Per incontrare colui che nell’Adrar ha raccolto facendola propria l’esperienza del restauro dei manoscritti, abbiamo dovuto lasciare a malincuore Chinguetti, spostandoci verso oriente alla volta di Ouadane, un’altra importante città carovaniera, fondata nel 1142 da tre famiglie di notabili le cui tracce sono ancora visibili in ciò che resta delle loro abitazioni nell’antica città fortificata di Ouadane in rovina. Costruita interamente in pietra arenaria a secco su di uno sperone roccioso che fronteggia il deserto qua e là attraversato da piccole oasi, oggi appare come una sorta di Ercolano del Sahara. Visitarla sotto il sole pomeridiano in compagnia di Sidahmed Haba, giovane rampollo di una ricca famiglia berbera, seguendo polverosi e intricati sentieri, significa smarrirsi per un po’ di tempo nella solennità di un paesaggio in cui ogni elemento è integrato: il deserto la città l’uomo, in un solo calco che ha il colore della pietra arenaria di queste montagne. Finalmente riusciamo a incontrare Abdellahi Lebatt, un giovane che affronta ogni giorno il difficile compito di mettere scientificamente in salvo un patrimonio cartaceo inestimabile. Di lui colpisce l’espressione di grande serenità e di calma quando ci mostra l’intero procedimento del restauro conservativo, dall’arrivo del volume nel laboratorio fino alla consegna al proprietario. I suoi gesti rivelano sicurezza ma anche una profonda umiltà come quando dice che i libri sono la sua vita. Laddove tutt’intorno vi è semplicemente il deserto, in questo luogo polveroso e dimenticato di una periferia immaginaria, c’è un uomo che ha trovato nella parola scritta su antichi fogli il significato dell’esistenza. Ritorniamo a Chinguetti più per nostalgia che per necessità. I suoi silenzi e le sue figure come presenze lontane nel tempo, ma anche l’abbraccio dolce e mortale con il deserto ci stordiscono.
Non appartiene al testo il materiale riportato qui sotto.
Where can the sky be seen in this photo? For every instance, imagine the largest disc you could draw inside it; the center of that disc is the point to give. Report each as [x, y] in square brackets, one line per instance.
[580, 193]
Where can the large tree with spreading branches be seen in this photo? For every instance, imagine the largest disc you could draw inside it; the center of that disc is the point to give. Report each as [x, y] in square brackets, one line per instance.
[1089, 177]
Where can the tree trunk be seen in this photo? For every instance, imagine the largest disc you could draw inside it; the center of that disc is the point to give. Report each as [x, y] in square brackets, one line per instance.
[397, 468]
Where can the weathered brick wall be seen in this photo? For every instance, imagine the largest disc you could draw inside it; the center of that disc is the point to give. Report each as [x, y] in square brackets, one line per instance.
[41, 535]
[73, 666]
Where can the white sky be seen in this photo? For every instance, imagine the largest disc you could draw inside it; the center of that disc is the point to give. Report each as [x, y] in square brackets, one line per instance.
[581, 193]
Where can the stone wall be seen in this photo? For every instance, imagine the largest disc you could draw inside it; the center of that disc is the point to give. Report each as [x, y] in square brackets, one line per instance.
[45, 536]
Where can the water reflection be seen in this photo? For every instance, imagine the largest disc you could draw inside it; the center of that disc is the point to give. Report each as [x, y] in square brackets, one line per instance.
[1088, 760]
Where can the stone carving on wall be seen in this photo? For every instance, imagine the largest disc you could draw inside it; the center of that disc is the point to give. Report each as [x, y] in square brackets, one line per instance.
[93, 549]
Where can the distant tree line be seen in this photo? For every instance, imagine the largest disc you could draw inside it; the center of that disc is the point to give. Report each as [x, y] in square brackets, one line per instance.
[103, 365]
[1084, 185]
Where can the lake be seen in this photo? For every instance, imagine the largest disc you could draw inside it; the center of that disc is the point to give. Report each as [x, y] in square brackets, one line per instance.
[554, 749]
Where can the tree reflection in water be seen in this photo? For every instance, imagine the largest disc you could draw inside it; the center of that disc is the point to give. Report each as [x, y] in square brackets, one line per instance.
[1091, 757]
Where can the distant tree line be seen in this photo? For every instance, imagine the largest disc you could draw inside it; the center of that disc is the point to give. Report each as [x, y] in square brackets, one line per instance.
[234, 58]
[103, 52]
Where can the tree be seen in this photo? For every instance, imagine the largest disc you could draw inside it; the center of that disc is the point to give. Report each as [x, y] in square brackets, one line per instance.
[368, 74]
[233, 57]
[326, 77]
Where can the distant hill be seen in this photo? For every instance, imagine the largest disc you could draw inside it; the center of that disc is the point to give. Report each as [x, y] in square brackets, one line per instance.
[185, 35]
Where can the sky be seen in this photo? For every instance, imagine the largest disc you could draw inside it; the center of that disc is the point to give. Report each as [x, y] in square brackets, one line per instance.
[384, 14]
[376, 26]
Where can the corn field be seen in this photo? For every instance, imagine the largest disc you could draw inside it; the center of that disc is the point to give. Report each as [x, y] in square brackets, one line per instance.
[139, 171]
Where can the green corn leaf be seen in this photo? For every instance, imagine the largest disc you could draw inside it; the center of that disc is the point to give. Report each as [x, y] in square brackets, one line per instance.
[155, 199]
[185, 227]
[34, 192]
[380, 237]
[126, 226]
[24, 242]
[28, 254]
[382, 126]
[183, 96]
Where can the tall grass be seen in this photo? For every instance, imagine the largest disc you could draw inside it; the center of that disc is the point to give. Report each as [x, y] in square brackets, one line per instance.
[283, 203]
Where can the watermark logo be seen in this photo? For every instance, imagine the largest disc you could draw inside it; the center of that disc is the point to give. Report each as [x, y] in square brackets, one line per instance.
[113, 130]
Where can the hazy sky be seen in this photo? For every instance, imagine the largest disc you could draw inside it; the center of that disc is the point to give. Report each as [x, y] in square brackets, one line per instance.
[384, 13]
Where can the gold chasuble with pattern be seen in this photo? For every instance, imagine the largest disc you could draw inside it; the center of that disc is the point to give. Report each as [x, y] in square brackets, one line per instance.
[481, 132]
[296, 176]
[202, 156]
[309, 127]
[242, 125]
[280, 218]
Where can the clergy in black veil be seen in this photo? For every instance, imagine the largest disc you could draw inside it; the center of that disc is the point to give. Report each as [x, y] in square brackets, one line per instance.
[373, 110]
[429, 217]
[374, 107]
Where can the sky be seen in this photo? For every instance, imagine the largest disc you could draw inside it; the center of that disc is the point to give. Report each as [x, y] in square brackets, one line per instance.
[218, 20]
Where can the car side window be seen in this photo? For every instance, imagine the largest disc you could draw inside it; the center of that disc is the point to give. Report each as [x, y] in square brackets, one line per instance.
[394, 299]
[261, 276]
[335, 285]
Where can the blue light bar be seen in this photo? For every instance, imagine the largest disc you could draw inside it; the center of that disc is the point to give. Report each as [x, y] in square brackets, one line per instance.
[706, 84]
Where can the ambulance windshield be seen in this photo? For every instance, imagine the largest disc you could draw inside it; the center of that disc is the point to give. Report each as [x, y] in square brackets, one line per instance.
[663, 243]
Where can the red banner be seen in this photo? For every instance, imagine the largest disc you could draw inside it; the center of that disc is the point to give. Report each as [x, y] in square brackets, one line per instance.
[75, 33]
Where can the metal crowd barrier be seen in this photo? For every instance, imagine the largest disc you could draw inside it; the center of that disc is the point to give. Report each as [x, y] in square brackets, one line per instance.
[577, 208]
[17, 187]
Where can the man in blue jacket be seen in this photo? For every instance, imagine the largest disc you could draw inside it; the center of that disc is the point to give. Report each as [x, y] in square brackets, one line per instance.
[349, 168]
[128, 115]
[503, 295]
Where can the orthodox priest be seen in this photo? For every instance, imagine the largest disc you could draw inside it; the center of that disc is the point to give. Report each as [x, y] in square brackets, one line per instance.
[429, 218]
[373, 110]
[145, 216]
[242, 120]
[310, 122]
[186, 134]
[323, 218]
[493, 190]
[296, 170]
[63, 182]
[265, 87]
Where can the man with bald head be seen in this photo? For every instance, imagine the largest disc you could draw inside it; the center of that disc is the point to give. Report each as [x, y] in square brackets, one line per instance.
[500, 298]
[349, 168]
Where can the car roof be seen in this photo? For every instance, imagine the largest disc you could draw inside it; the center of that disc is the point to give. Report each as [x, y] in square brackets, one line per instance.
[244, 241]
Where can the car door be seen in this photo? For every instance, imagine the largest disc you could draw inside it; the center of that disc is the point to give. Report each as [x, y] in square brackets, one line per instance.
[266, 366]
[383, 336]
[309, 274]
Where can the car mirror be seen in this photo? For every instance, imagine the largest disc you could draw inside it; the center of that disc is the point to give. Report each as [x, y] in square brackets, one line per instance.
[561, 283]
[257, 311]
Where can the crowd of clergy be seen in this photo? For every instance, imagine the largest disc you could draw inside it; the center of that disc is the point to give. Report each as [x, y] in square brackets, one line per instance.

Mentre il deserto con procedere lento e inesorabile ricopre la città, le sue strade, le porte delle case, e le termiti divorano i libri, tonnellate di spazzatura dalla città degli uomini portate dal vento si accumulano sulla soffice coltre desertica. Da lontano sembrano pulviscoli giunti da chissà dove, forse da un altro pianeta, ma basta chiudere gli occhi per ritrovarsi in un altrove necessario da cui a fatica riusciamo a separarci.